Hard frame detection for the automated clipping of surgical nasal endoscopic video,International Journal of Computer Assisted Radiology and Surgery

当前位置： X-MOL 学术 › Int. J. CARS › 论文详情

Our official English website, www.x-mol.net, welcomes your feedback! (Note: you will need to create a separate account there.)

Hard frame detection for the automated clipping of surgical nasal endoscopic video
International Journal of Computer Assisted Radiology and Surgery ( IF 2.3 ) Pub Date : 2021-01-18 , DOI: 10.1007/s11548-021-02311-6
Hongyu Wang , Xiaoying Pan , Hao Zhao , Cong Gao , Ni Liu

Purpose

The automated clipping of surgical nasal endoscopic video is a challenging task because there are many hard frames that have indiscriminative visual features which lead to misclassification. Prior works mainly aim to classify these hard frames along with other frames, and it would seriously affect the performance of classification.

Methods

We propose a hard frame detection method using a convolutional LSTM network (called HFD-ConvLSTM) to remove invalid video frames automatically. Firstly, a new separator based on the coarse-grained classifier is defined to remove the invalid frames. Meanwhile, the hard frames are detected via measuring the blurring score of a video frame.

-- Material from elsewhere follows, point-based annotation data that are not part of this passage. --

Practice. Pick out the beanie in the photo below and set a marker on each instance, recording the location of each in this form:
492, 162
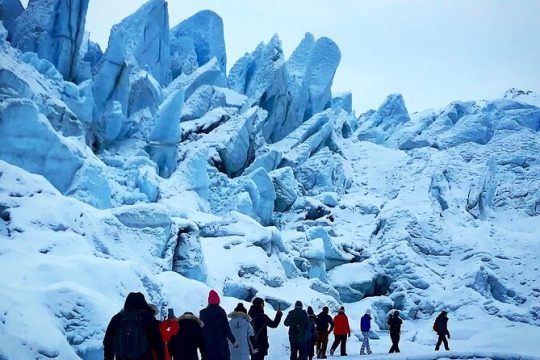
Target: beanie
213, 298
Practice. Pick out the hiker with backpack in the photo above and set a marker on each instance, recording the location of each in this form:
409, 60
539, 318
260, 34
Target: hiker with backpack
365, 327
133, 333
394, 325
216, 330
242, 330
342, 330
261, 322
311, 336
299, 324
168, 329
324, 326
188, 339
441, 328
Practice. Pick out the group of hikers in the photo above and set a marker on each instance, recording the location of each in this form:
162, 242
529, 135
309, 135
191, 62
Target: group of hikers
135, 334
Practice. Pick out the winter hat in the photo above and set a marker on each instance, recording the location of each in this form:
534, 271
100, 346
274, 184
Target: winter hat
240, 308
213, 298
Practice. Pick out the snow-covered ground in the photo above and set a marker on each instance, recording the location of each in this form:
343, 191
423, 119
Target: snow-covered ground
147, 168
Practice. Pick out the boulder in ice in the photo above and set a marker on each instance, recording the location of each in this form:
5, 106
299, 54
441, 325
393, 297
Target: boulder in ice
9, 11
54, 30
205, 29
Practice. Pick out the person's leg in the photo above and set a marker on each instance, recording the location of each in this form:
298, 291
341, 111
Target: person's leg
445, 342
439, 341
343, 348
324, 344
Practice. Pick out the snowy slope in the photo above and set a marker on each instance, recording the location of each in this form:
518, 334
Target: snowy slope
165, 176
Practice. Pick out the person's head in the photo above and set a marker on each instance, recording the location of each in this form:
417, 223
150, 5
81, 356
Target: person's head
258, 303
213, 298
240, 308
135, 301
153, 309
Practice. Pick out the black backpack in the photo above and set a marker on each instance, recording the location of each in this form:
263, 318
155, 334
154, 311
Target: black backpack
130, 341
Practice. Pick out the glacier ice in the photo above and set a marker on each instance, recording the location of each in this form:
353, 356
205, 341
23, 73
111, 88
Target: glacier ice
205, 30
57, 40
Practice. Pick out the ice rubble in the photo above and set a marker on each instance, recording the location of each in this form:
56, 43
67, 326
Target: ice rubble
160, 169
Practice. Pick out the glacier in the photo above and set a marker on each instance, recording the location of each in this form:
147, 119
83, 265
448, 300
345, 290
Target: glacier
147, 167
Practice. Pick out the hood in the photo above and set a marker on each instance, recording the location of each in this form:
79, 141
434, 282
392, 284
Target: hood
239, 314
192, 318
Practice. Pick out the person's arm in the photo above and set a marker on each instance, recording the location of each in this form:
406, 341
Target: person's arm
108, 350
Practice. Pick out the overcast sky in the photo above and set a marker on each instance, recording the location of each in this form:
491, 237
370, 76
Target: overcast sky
431, 51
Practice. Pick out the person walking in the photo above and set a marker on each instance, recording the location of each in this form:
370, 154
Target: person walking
133, 333
299, 324
188, 339
311, 336
242, 330
261, 322
342, 330
324, 326
365, 327
168, 329
216, 330
441, 327
394, 325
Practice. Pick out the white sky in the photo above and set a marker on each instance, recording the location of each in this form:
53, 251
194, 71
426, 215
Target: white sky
431, 51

Then, the squeeze-and-excitation is used to select the informative spatial–temporal features of endoscopic videos and further classify the video frames with a fine-grained ConvLSTM learning from the reconstructed training set with hard frames.

Results

We justify the proposed solution through extensive experiments using 12 surgical videos (duration:8501 s). The experiments are performed on both hard frame detection and video frame classification. Nearly 88.3% fuzzy frames can be detected and the classification accuracy is boosted to 95.2%. HFD-ConvLSTM achieves superior performance compared to other methods.

Conclusion

HFD-ConvLSTM provides a new paradigm for video clipping by breaking the complex clipping problem into smaller, more easily managed 2-classification problems. Our investigation reveals that the hard framed detection based on blurring score calculation is effective for nasal endoscopic video clipping.

中文翻译：

硬框检测可自动剪辑手术鼻内窥镜视频

目的

鼻内窥镜手术视频的自动剪辑是一项艰巨的任务，因为存在许多硬框，这些框具有不分明的视觉特征，导致分类错误。先前的工作主要旨在将这些硬框架与其他框架一起分类，这将严重影响分类的性能。

方法

我们提出一种使用卷积LSTM网络（称为HFD-ConvLSTM）的硬帧检测方法，以自动删除无效的视频帧。首先，定义基于粗粒度分类器的新分隔符以删除无效帧。同时，通过测量视频帧的模糊分数来检测硬帧。然后，使用挤压和激励来选择内窥镜视频的信息时空特征，并通过从具有硬帧的重构训练集中进行细粒度的ConvLSTM学习对视频帧进行进一步分类。